Dental implants rarely break. This occurs when the patient's bite has not been analyzed and adjusted properly or if too much pressure is placed on a single implant.
The risk of infection is very low and most patients take antibiotics as a precaution to prevent infection.
Common Dental Implant problems
With todays Implant technology and diagnostic techniques, Implants in the hands of a skilled dentist, will not have issues. 3D scans, radiographs (X-Rays) and your dentists experience will all come into play in ensuring there are no complications or problems.
That being said, we are dealing with a biological system and sometimes, even with the best planned treatments, there can be some issues. The medical community deals with this much more than the dental. Just talk to anyone who has had knee or hip replacement treatments.
Dentistry has had amazing success in providing long lasting treatments without significant problems and Implants are now in that same realm of safe, predictable, and long term treatments.
Dental Implants Have High Success Rate
Today, Dental Implants is the treatment of choice for missing teeth, provided there is adequate bone for the implants and it can be properly placed to avoid nerve damage. If the bone in the area of the missing tooth does not have enough density or thickness, the implant may not be successful, unless bone graft is done before placing the implant.

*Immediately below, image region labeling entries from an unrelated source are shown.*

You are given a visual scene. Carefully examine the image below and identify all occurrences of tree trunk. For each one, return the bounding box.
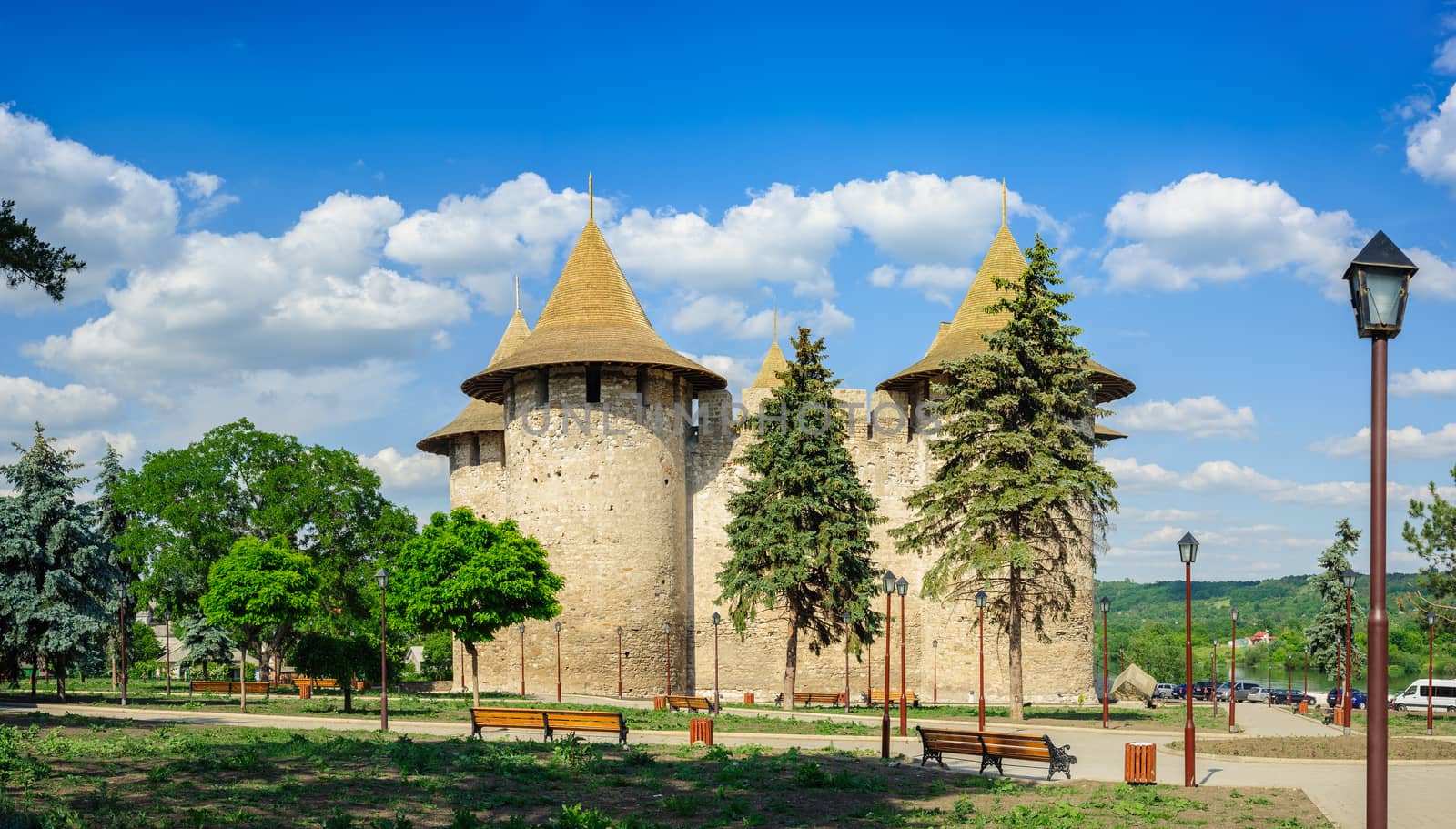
[1006,565,1022,720]
[238,640,248,711]
[782,619,799,711]
[464,642,480,708]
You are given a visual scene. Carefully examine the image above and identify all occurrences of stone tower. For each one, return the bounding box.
[461,211,726,693]
[418,178,1133,703]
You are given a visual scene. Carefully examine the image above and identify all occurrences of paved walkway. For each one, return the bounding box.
[0,696,1456,829]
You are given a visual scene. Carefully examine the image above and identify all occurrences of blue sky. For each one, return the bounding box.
[0,3,1456,580]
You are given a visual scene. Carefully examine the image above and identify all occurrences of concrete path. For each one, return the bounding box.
[0,698,1456,829]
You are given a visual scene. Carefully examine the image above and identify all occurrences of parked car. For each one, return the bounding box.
[1386,679,1456,711]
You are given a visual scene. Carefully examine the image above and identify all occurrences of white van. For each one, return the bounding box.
[1393,679,1456,711]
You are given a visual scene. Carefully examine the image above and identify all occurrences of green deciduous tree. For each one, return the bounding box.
[718,328,883,708]
[1400,466,1456,614]
[389,507,563,705]
[116,420,415,670]
[0,424,119,700]
[891,236,1117,720]
[1305,519,1364,679]
[201,538,318,711]
[0,199,86,301]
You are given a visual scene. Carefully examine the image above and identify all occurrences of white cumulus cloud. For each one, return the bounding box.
[1112,395,1255,437]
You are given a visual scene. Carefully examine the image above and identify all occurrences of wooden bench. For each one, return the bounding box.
[774,691,844,707]
[187,679,268,696]
[915,725,1077,780]
[470,708,628,743]
[864,691,920,708]
[667,693,713,714]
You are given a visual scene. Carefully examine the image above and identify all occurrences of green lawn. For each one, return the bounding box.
[0,711,1330,829]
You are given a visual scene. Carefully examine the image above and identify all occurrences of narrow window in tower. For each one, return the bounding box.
[587,363,602,403]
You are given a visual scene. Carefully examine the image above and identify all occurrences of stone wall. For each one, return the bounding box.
[451,376,1094,701]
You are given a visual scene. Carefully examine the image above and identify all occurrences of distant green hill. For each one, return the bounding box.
[1095,571,1456,684]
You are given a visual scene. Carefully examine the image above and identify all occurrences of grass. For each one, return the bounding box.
[1170,734,1456,761]
[1309,708,1456,737]
[0,713,1328,829]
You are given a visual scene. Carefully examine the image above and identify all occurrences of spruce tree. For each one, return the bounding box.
[718,328,883,708]
[891,235,1117,720]
[0,424,116,700]
[1305,519,1364,679]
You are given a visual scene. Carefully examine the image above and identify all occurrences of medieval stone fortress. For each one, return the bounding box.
[418,187,1134,703]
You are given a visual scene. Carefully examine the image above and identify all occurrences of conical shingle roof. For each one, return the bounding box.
[460,220,728,402]
[879,220,1136,403]
[753,339,789,389]
[415,308,531,455]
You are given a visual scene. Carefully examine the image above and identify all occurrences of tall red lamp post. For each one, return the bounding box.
[1102,596,1112,729]
[930,640,941,703]
[712,611,723,717]
[879,570,895,761]
[895,575,910,737]
[617,625,622,700]
[1340,568,1350,737]
[374,567,389,732]
[1425,611,1436,737]
[1213,608,1239,734]
[556,619,561,703]
[1344,232,1417,829]
[1178,533,1199,787]
[515,622,526,696]
[976,590,986,732]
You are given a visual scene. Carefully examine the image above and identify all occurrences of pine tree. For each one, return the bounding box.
[1305,519,1364,679]
[718,328,883,708]
[0,424,116,700]
[891,235,1117,720]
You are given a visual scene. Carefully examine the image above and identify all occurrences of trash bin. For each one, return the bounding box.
[1123,743,1158,785]
[687,717,713,746]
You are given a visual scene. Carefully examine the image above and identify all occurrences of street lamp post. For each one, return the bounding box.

Choosing the correct location, the correct implant thickness and length will also insure a more successful outcome.
Waiting 3-4 months till the implant is successfully integrated into the jaw bone before placing a crown over it, will also help with achieving a successful outcome.
These answers are for educational purposes and should not be relied upon as a substitute for medical advice you may receive from your physician. If you have a medical emergency, please call 911. These answers do not constitute or initiate a patient/doctor relationship.